Miles easily weaves in the slave narrative of Tempe Jordan into Adie's story. Although these stories parallel one another in some ways, the stories shed light on the strength these women share. This is one of those novels that will stay with the reader once the last page is read, and it is now one of my top 5 books from this year.
This was a heartbreaking tale at times, neither of the women in this book had it easy. First there is Adie Jenkins, who gets pregnant and marries at 17. But her husband does not leave his wild ways and she is pretty much left to fend for herself most of the time. But she find friendship in her neighbours and one of them, Willa Mae reads from a book. Another heartbreaking tale about a young slave girl who lost her children.

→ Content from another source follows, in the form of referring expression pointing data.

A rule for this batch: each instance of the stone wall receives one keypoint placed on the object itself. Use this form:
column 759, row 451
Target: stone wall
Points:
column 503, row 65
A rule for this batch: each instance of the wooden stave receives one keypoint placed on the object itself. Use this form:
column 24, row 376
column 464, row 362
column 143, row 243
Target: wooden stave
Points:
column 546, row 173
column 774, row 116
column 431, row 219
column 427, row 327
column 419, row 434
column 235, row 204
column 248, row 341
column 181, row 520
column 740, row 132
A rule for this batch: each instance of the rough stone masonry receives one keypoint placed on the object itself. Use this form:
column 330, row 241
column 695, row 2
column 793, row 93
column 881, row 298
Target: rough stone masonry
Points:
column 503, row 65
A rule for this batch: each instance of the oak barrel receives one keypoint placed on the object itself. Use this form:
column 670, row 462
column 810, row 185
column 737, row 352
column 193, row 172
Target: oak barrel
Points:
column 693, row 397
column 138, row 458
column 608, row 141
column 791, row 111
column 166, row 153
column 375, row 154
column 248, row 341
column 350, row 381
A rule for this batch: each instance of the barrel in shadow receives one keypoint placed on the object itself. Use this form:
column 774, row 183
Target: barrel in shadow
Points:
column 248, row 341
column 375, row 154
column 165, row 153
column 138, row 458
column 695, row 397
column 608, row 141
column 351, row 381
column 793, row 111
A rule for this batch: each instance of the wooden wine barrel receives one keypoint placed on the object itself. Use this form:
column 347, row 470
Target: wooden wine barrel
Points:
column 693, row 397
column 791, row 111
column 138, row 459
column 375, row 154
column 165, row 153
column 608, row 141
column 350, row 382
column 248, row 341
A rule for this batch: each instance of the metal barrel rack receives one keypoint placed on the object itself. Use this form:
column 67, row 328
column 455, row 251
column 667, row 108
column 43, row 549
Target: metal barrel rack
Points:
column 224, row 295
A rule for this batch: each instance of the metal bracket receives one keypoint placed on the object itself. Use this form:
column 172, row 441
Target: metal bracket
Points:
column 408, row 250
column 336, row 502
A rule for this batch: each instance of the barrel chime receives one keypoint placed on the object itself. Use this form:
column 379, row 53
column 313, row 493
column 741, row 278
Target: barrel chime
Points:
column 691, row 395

The books tells much of Adie's family history and how things happened like they did. Like the loss of her little sister that broke the family in half. Her sisters exploits, and how her other sister started to eat, and eat. And of course her own mistake. But Adie was strong, she would not give up, not even when it looked dark at one time and my heart was in my throat because of he injustice she suffered. But friends, family and that diary helped her along, and she never gave up. The road to happiness is not an easy one.
Then there is the diary, I did have problems at first, because of the way it looked, but I got used to it. Of course then there was the other problem of understanding, I had this sometimes in the book too cos of their southern accent.. But I got used to it, I have obviously spent too little time in the south. To the diary, a woman called Tempe is telling her life story. How she grew up on a plantation, how she got used and pushed around, how the war came, and ended and how she set out on a long journey. She had it bad at times, and she still had hope. It was a fascinating story, and it took turns I did not see coming. And at other times I was shaken by the cruelty of their masters.

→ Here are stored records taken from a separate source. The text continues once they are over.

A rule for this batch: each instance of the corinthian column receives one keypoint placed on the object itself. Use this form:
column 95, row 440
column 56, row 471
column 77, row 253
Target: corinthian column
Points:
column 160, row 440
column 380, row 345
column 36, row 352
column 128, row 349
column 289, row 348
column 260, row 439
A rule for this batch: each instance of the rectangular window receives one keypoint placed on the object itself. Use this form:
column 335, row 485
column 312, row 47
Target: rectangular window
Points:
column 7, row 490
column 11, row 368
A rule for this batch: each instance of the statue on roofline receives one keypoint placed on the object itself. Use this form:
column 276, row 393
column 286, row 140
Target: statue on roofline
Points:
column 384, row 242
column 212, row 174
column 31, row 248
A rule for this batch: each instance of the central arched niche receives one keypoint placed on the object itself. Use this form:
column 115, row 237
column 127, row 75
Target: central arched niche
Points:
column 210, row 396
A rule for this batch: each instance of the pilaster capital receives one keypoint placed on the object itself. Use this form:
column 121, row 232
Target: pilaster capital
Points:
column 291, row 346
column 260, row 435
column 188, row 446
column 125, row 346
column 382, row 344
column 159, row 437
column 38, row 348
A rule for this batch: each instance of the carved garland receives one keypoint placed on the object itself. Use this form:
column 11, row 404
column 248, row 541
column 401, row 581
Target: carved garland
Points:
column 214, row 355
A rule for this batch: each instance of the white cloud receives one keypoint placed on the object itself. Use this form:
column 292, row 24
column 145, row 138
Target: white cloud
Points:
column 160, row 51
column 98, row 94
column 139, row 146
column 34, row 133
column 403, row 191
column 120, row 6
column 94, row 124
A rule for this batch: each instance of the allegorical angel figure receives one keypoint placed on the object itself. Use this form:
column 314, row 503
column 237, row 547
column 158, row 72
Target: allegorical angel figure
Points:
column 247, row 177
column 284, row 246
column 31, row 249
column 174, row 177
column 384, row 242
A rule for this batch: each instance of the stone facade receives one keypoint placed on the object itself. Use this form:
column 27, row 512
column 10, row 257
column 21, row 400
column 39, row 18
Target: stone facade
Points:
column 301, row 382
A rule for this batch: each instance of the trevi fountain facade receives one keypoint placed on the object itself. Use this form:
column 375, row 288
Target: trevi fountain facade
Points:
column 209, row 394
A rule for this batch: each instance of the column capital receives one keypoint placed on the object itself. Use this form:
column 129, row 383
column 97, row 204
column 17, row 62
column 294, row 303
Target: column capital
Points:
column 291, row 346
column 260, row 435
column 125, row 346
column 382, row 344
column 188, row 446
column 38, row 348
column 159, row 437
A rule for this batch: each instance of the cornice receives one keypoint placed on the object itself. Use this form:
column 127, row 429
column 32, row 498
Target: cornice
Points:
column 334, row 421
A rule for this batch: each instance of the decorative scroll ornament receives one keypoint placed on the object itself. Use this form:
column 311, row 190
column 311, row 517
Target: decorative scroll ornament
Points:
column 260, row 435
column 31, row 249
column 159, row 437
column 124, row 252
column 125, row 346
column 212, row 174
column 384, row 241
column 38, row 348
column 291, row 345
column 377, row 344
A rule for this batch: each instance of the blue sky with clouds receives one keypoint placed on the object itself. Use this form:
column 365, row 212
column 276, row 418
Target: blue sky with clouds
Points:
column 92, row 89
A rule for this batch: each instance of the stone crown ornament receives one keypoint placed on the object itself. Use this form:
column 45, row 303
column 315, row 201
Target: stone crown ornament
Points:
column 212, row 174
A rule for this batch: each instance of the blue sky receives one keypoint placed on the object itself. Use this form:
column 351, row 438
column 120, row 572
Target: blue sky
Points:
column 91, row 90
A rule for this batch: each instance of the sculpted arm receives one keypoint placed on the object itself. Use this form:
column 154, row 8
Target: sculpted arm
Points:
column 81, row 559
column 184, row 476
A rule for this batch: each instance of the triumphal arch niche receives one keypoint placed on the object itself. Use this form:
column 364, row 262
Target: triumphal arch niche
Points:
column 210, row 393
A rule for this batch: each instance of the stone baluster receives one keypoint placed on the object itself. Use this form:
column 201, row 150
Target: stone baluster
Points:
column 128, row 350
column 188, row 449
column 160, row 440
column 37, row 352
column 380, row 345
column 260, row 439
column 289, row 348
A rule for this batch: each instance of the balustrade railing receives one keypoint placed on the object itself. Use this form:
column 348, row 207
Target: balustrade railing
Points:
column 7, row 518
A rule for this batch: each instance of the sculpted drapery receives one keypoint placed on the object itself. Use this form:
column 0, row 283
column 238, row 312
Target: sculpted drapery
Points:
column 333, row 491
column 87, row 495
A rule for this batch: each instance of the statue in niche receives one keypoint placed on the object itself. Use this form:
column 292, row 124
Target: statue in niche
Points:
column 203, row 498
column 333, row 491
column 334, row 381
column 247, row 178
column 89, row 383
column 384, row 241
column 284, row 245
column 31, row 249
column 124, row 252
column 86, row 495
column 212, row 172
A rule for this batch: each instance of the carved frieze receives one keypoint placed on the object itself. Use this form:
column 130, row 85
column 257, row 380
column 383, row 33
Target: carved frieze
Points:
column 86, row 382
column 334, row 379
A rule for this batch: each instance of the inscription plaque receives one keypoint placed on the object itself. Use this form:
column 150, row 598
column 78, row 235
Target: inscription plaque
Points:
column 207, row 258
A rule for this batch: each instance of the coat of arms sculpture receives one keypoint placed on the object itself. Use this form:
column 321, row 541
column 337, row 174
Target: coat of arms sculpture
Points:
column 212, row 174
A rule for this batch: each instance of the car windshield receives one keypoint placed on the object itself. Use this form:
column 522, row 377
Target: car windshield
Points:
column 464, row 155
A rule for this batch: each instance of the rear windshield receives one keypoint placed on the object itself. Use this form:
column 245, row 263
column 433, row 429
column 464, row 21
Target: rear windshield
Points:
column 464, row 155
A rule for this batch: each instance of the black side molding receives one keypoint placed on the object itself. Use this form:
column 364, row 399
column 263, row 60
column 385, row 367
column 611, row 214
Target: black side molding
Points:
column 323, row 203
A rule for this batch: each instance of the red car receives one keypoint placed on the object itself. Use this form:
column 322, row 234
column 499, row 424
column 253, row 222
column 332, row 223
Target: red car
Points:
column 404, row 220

I enjoyed the friendship she formed with Willa Mae, this very old midwife who helps her along, and her next door neighbour Murphy who helps her when she needs it. But he also lets her be independent.
Friendship and hope was the best part of this book because it showed the way. The agony of not knowing what was coming next at a certain time in the book made me want to stop reading, but at the same time read on to find out, and wish for the best.
I liked how she wove two stories together, about two entirely different women, but who at the same time were very much alike.
A tale of the south in the 60's, friendship, loss, love, finding your own way, and a look back at how slaves were treated 100 years before. A different world.
Blodeuedd's Cover Corner: Very nice, I am sure they would have been friends if they had met.
Final thoughts: I liked this look at the south of the US, I seldom find myself reading about it.